La paz de Dios se caracteriza por el descanso de Dios en su trono, no afectado por toda la agitación de la tierra. El diablo hará todo lo posible para intentar quitarnos la paz. Al igual que con Job, utilizará todo tipo de circunstancias desagradables para ello. En el cielo no hay nada que nos inquiete ni nos haga perder la paz. El testimonio de la realidad celestial se verá en la tierra especialmente en la paz que irradiamos en medio de toda la confusión.
80 Años preparatorios de Juan
80 Y el niño crecía y se fortalecía en espíritu; y vivió en lugares desiertos hasta el día en que apareció en público a Israel.

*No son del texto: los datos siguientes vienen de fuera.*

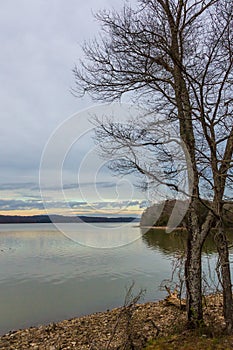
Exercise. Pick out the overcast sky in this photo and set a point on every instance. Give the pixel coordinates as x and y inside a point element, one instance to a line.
<point>40,43</point>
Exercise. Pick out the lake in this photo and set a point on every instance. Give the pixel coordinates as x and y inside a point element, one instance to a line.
<point>45,276</point>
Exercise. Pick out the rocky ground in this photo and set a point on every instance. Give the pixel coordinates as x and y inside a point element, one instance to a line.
<point>134,327</point>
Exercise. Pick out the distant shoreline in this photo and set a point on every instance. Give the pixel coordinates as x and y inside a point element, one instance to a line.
<point>47,219</point>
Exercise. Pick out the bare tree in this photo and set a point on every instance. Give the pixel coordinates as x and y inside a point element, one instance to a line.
<point>176,57</point>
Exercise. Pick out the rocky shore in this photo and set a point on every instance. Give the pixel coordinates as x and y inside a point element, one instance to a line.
<point>112,329</point>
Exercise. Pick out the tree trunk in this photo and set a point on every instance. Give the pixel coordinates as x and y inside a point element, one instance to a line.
<point>222,246</point>
<point>193,276</point>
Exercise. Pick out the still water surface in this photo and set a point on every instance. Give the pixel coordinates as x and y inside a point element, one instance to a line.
<point>47,277</point>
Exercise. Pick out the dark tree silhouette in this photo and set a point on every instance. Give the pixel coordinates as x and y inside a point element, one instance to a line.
<point>176,57</point>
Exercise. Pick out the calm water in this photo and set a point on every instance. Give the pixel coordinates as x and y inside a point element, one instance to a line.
<point>47,277</point>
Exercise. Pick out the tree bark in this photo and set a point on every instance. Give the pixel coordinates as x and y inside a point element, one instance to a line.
<point>222,246</point>
<point>193,274</point>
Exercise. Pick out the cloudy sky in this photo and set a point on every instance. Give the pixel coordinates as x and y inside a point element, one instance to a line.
<point>40,43</point>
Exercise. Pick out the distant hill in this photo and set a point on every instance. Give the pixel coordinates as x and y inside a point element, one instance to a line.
<point>41,219</point>
<point>165,210</point>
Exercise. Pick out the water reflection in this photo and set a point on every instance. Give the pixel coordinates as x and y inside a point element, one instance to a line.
<point>175,242</point>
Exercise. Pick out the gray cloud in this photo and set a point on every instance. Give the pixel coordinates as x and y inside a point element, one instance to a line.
<point>40,43</point>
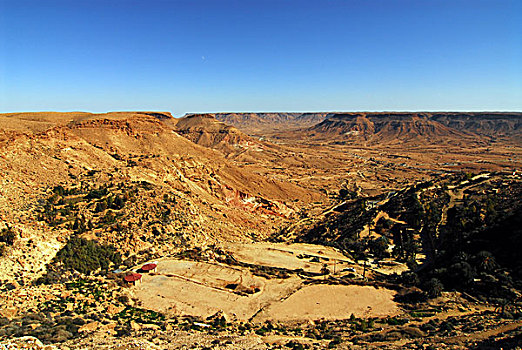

En este versículo se resume la vida de Juan hasta el inicio de su ministerio. Dios lo forma en el silencio de los desiertos para prepararlo para su seria predicación del arrepentimiento, que deberá proclamar en los días venideros. Es una preparación espiritual para actuar ante un pueblo que se ha alejado mucho de Dios.
No se le encomienda la tarea de formar un partido político para dar a conocer los pensamientos de Dios al pueblo. Dios no le enseña métodos de lucha ni forma un ejército para expulsar al enemigo. El verdadero enemigo está en el corazón. Por lo tanto, es necesario llegar al corazón. Para ello, Juan debe aprender a confiar sólo en Dios.